Question 1: General Concepts [5 marks]
a) How is logistic regression “regularisation” related to the concept of overfitting in supervised classifi- cation? [1 mark]
b) For higher order (n ≥ 2) n-gram language models, what is the key idea that differentiates more sophisticated “smoothing” techniques from stand-alone add-k smoothing? Mention one smoothing technique which instantiates this idea. [2 marks]
c) The “IBM model 1” of word-based translation is formulated as P (F |E) = 􏰀A P (F, A|E) where E and F are a parallel sentence pair and A is the unknown word alignment. This model is trained using the “expectation maximisation” algorithm. State the two key steps in the training loop, and, for each step, the mathematical quantity being computed. [2 marks]
Question 2: Information Retrieval [6 marks]
a) What is an “information need” and how does this relate to a “query”? Use an example to justify your answer. [1 mark]

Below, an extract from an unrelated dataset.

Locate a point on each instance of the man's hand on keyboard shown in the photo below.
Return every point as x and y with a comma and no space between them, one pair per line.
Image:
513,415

b) What is the “bag-of-words” assumption, and why is it often used in information retrieval? [1 mark]
c) Describe the variable-byte compression method, and explain why this is useful for compact storage of
an inverted index. [2 marks]
d) Provide two reasons why the “document frequency” is often stored explicitly for each term in an
inverted index. [2 marks]
Question 3: Distributional Semantics [3 marks]
a) Compare “Latent Semantic Analysis” (that is, LSA or term-document SVD) and “Latent Dirichlet Allocation” (LDA), identifying two important commonalities and two important differences. [2 marks]

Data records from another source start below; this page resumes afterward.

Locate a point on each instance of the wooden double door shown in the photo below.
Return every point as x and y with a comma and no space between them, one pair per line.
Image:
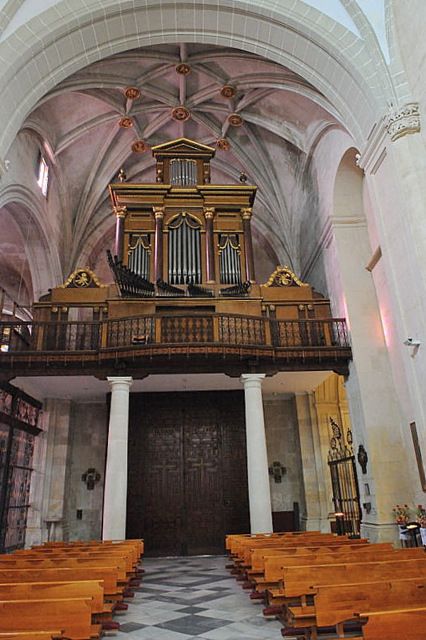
187,483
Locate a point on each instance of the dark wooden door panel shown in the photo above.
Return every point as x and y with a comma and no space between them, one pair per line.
187,471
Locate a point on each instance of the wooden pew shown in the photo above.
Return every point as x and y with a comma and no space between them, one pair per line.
259,556
274,566
335,604
108,576
296,582
17,562
400,624
64,557
72,615
32,635
128,550
50,590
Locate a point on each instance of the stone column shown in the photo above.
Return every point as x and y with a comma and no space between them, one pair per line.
115,494
210,270
257,460
158,243
248,245
120,214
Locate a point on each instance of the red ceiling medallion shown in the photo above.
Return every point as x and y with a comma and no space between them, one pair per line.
132,93
139,146
223,144
181,114
182,68
228,91
235,120
125,122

b) The (Word2Vec) “skip-gram” model can be viewed as kind of matrix factorisation (or decomposition). Identify and explain one property of the matrix it (implicitly) factorises which differentiates it from
LSA. [1 mark].
page 2 of 6 Continued overleaf . . .

COMP90042 Web Search and Text Analysis, Final Exam
Section B: Method Questions [17 marks]
In this section you are asked to demonstrate your conceptual understanding of the methods that we have studied in this subject.
Question 4: Text Classification [6 marks]

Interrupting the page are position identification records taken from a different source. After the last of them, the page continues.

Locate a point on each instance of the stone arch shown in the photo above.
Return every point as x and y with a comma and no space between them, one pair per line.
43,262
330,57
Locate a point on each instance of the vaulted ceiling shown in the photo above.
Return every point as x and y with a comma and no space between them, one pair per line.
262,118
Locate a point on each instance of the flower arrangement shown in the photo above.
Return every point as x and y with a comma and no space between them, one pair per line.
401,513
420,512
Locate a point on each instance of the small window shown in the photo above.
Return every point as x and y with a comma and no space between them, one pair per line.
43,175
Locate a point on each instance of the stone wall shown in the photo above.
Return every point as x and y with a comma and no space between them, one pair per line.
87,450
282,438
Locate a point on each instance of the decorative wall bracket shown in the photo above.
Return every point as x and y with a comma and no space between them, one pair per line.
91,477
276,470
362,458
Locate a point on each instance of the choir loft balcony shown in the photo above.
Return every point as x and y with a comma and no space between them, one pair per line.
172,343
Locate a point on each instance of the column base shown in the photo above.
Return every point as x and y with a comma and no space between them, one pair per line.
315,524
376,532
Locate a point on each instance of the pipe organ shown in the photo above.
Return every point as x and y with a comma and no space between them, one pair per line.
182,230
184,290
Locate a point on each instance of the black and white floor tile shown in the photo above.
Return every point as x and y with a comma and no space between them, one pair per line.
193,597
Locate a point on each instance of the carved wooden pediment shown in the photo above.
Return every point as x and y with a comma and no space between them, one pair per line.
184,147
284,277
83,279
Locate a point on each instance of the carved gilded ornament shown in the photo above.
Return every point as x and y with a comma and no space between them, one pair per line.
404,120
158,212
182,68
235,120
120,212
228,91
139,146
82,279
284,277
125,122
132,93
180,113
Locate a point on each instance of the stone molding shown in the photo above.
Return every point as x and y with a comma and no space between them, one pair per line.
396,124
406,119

For this question, suppose you have a very large corpus of English texts written by people from 20+ different language backgrounds, and you want to build an automatic Native Language Identification system.
a) Name two types of “features” you think would be appropriate for this task and explain why. [2 marks]
b) Given the nature of the task and the features you have chosen, would you perform “lemmatisation” and/or “stop word removal” over your corpus? Explain why or why not for both preprocessing methods. [2 marks]
c) Given the task and the features you have chosen, do you think a Random Forest classifier would be
appropriate? What about a Support Vector Machine? Justify your answers.
[2 marks]
Question 5: Lexical semantics [5 marks]
object
feline canine lion dog
vehicle car
animal
The questions below are based on the partial lexical hierarchy above. a) Fill in this sentence with the appropriate -nym: animal is a
of lion.
b) Based on simple “path-based” similarity, which is more similar to lion, dog or vehicle? What about
S →tXt [ Xt →t′ Xt′ [ Xt → [
t →w [
] foralltagst
] foralltagpairst,t′
] foralltagst
] foralltagstandwordsw
[1 mark]
with the “Wu-Palmer” similarity metric? [2 marks]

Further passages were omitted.